Thompson presents a persuasive argument for the role of Methodism in shaping working class character but as he himself recognises, it is one which needs some contextualisation. First, the mid to late-1790s was a period of counter-revolution when England was at war with revolutionary France and the hopes that had been raised by the French Revolution had been crushed. It was precisely in this context of defeat and despair that Methodist ideas could take on the hold that they did. As he comments:
Methodism may have inhibited revolution; but we can affirm with certainty that its rapid growth during the wars was a component of the psychic processes of counter-revolution. There is a sense in which any religion which places great emphasis on the after-life is the chiliasm of the defeated and the hopeless. [38]
Secondly, this was also a period of enormous state repression, culminating in the Combination Acts banning trade unions introduced in 1799. Methodism, and its shaping of social character, was undoubtedly an element in the disciplining of the working class but only one among many others in the armoury of the ruling class during this period.
Thirdly, even if Methodism did help to contribute to a particular form of working class social character, it would be wrong to overestimate the role that that character played in inhibiting struggle. As Thompson admits:
Even in the darkest war years the democratic impulse can still be felt at work beneath the surface ... The Combination Acts (1799–1800) served only to bring illegal Jacobin and trade union strands closer together. Even beneath the fever of the “invasion” years, new ideas and new forms of organisation continue to ferment. There is a radical alteration in the sub-political attitudes of the people to which the experiences of tens of thousands of unwilling soldiers contributed. By 1811 we can witness the simultaneous emergence of a new popular radicalism and of a newly-militant trade unionism. [39]
A more problematic use of the concept of social character occurs in Sabby Sagall’s ambitious and fascinating study of genocides and the roots of human destructiveness. [40] Space (and lack of knowledge on my part) precludes a discussion of three of the four genocides discussed by Sagall (the Rwandan, Native American and Armenian genocides) or of his main thesis that some types of genocide (“irrational” as opposed to “rational” genocides) require the use of psychoanalytic categories in order to explain them.
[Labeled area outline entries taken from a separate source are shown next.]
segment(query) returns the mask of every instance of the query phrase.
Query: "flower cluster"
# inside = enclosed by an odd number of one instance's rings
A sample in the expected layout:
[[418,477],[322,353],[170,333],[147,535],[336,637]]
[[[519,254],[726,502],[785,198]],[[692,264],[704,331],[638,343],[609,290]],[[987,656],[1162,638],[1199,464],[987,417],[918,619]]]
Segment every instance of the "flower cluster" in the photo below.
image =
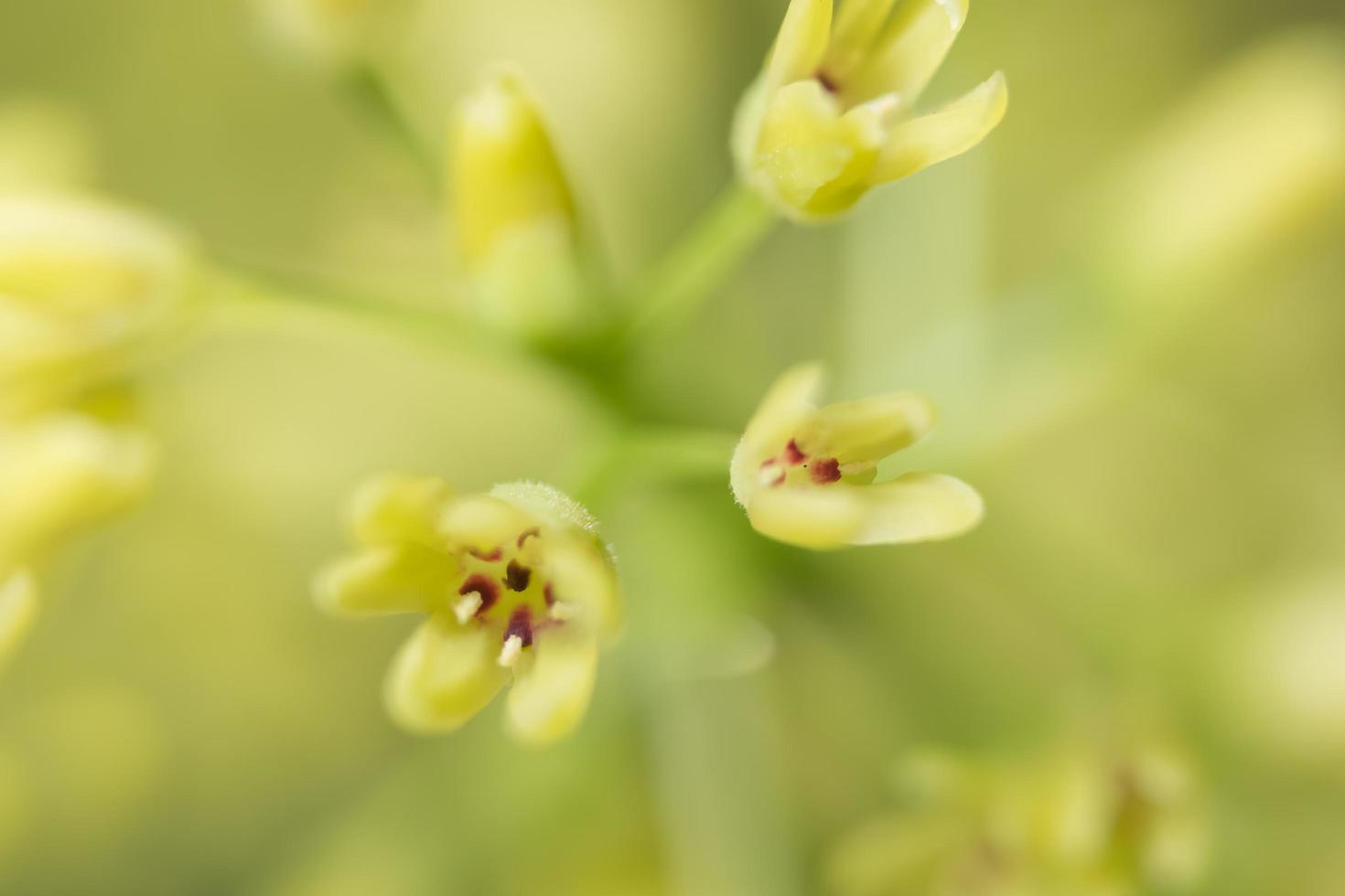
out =
[[190,253],[156,222],[67,196],[0,197],[0,643],[32,564],[144,486],[126,377],[180,320]]
[[453,731],[512,681],[521,740],[576,725],[597,647],[620,627],[612,556],[588,510],[535,482],[457,497],[441,480],[383,476],[355,493],[350,528],[359,547],[321,572],[319,604],[426,615],[387,678],[399,724]]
Here I shall only address his argument that the classical Marxist analysis of the rise of Nazism developed by Trotsky, which emphasised the economic and political factors fuelling the growth of the Nazis, needs to be supplemented by a “theory of subjectivity”, based on the social character of the German middle classes.
Sagall’s argument draws on Fromm’s account of the rise of Nazism in Escape from Freedom, where he set out to analyse “those dynamic factors in the character structure of modern man, which made him want to give up freedom in fascist countries and which so widely prevail in millions of our own people”. [41] In similar fashion Sagall aims to “uncover the links between the objective development of German industrial capitalism and the subjective ideas and feelings of fear, hatred and destructive rage of the Nazi perpetrators”. [42] His general analysis closely follows that of Trotsky in emphasising the impact of the Great Depression on the middle classes, the role of Nazi ideology, and so on. Where it begins to diverge, however, is when he argues that “no analysis of the rise of Nazism can be complete without an understanding of the psychological dimension of the crisis of Germany’s middle classes”. [43]
If by this was meant the frenzied rage of the middle classes and their search for scapegoats in the wake of their loss of savings and social position due to economic crisis, hyper-inflation, and so on, then that would be consistent with the general argument he is pursuing. But it is clear Sagall means more than this:
As a result of their historical experience as a social class in the development of German capitalism, the middle classes developed within the family a typical social character which some psychoanalysts have described as an authoritarian personality ... This social character has been described as the simultaneous presence of sadistic and masochistic drives. [44]
The authoritarian character of the German middle class, Sagall argues, was not simply one more contributory factor to the rise of Nazism; rather, it was a necessary pre-condition of the Holocaust, without which the Holocaust could not have happened:
Could the Holocaust have occurred elsewhere than in Germany? As we have seen, there needed to have been two sets of preconditions that together amounted to necessary and sufficient conditions: 1) the necessary predisposing conditions – an authoritarian or predisposing character and 2) the necessary precipitating conditions [economic collapse, the rise of Nazism, etc]. [45]
It is an argument that is open both to empirical and theoretical objections. [46] Thus, did the “social character” of the German middle classes make them all uniquely prone to genocidal murder? Were middle class female children prone, too, to extreme violence? Was it only the middle classes in Germany who harboured such murderous potential? And, if so, does this mean we need a different kind of analysis to explain fascism in other countries?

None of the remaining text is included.